Mixed configurations are not
supported.
In
order to ease migration, the cmsd
recognizes all non-deprecated olbd
configuration file directives. Generally, you need not change the configuration
file to run either system as long as the configuration file does not contain one of the following
directives: olb.apath, odc.apath, olb.path, or olb.port.
The
“apath” directive must be replaced
by the all.adminpath directive. The olb.path directive must be replaced
using a combination of the oss.defaults
and all.export directives. The olb.port directive no longer applies as
that information is contained in the all.manager
directive. Current versions of the olbd
accept these replacements hence the configuration file will still be compatible
after deprecated directives are removed.
1) Review the configuration file and replace deprecated options:
a. replace olb.apath with all.adminpath
b. replace olb.path with oss.defaults and all.export
c. remove the olb.port directive
2) Review the configuration file for the StartCMS script (i.e., StartCMS.cf). It is more than likely that the same options you used for the StartOLB.cf file can be used for the StartCMS.cf file.
3) Restart the olbd using the changed configuration file to make sure that it still comes up in the same way as before. This will give you a back-out strategy.

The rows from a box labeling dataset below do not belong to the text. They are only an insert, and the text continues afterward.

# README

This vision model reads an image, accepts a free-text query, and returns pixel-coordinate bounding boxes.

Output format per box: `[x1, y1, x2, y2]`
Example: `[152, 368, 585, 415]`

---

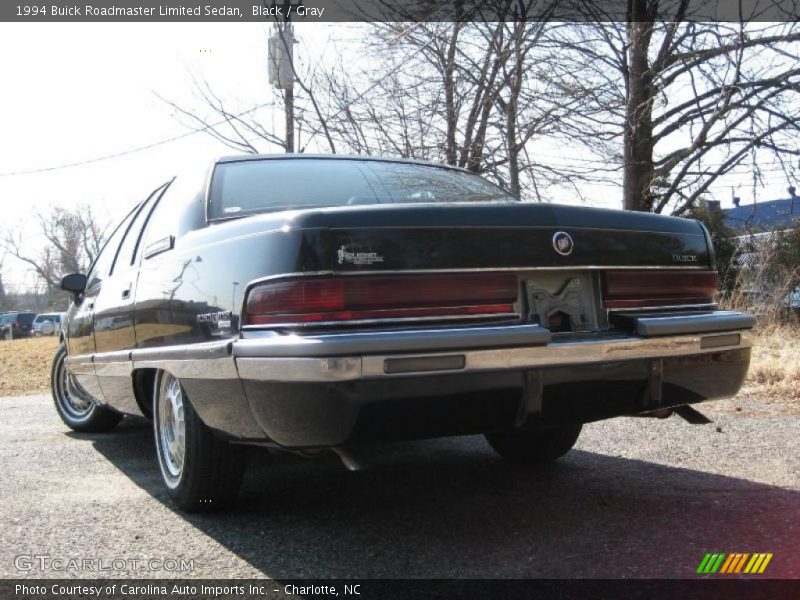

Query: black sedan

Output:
[52, 155, 753, 510]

4) Start a test cmsd with the configuration file to make sure you have made any mistakes. This can be done on any machine. Since it is likely that roles are tied to machine names, you can easily test the configuration file for each possible role using command line options to over-ride the configuration file:
a. Manager role test: cmsd –m –c config_file
b. Supervisor role test: cmsd –m –s –c config_file
c. Server role test: cmsd –s –c config_file
5) Install the latest version of xrootd and cmsd on all of your machines. Only versions of xrootd that include cmsd are compatible with cmsd.
6) You may now start killing the old servers and starting the new servers. It is important that you switch over using the order described below.
a. Restart your redirector nodes. Kill both the xrootd and olbd then restart the new xrootd and cmsd (order is not important).
b. Restart your supervisor nodes, if any, in the same manner as above.
c. Restart your server nodes in the same manner as above.
Should you run into problems, you may revert back to using the olbd. The new xrootd will recognize the olbd and revert to using the old protocol. However, once an xrootd has reverted is cannot recognize a cmsd. This means that you will need to restart the xrootd should you wish to switch back to running cmsd.